Our last day in Casa Grande had us looking for something else to do. I had read a lot of blogs of people who visited the Casa Grande National Monument and most of these reviews gave me the impression that the monument might be a bit underwhelming. Despite its critics we decided that we too should check it out and form our own opinions.
About 30 minutes away we pulled into the Casa Grande National Monument parking lot just outside of the town of Coolidge, Arizona. There is a $5 per person charge to enter the grounds but we used our America the Beautiful Annual Pass to get in free. As we entered the Visitor's Center we noticed a store and small museum of sorts in the building. As we worked our way through the building we were told that a guided tour was about to commence.
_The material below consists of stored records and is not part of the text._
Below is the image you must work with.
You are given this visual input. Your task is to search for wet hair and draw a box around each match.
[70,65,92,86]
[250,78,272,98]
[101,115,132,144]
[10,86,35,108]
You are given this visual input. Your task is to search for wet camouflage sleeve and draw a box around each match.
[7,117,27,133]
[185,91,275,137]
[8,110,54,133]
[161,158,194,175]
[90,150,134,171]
The guided tour took about an hour with most of it taking place at an outdoor seating area with the monument in the background. Our very informative volunteer told us all about how the Native Americans made their way to this part of the desert and how they transformed it into a large community of dirt farmers and artists. The last 10 minutes involved a tour around the modest ruins with some brief commentary given by our guide. The volunteer guide was both informative and passionate about the history of the monument. Even though there were a few rude, impatient guests he managed the group perfectly.
Initially we understood why so many thought this place to be quite under whelming but as we lingered something crept over us and our opinions began to change. We could envision small groups of early Hohokum Indians in the Sonoran desert trying to eek out an existence in this very arid and hot climate. With the once flowing and now very dry Gila River only a mile or so away their will to live and thrive empowered them to create an extensive, well engineered canal system to feed water to the dry reaches of desert that they lived.This enabled them to grow corn, squash and beans adding variety to their foraging diet.
As the water flowed the populations swelled to around 2,000 people and the community of dirt farmers and artists seemed to have a wonderful existence. We loved the baskets and pottery they made produced on display in the Visitor Center.. There were several scattered small fenced compounds and this one in particular had a four story big house or Casa Grande erected. The significance of the big house is unknown but I like the theory that it was more of a palace housing the chiefs, the wise men and the spiritual leaders. How grand it must have been to live in this community at least until it came crashing down as the result of flooding, drought or both…
The monument may seem underwhelming at first but after a little time I think many will come to admire as we did the amazing strength and culture of the Native American people who once lived in this place. An added treat was to discover from our guide that a small family of Great Horned Owls had taken up residence in the structure built back in the 1400 AD era. As the father owl remained perched above in the protective roof (built in 1932) he oversaw the mother owl sitting on her nest. The owls surely must understand the significance of this site since they have made it their home. We are so glad we visited this wonderful monument.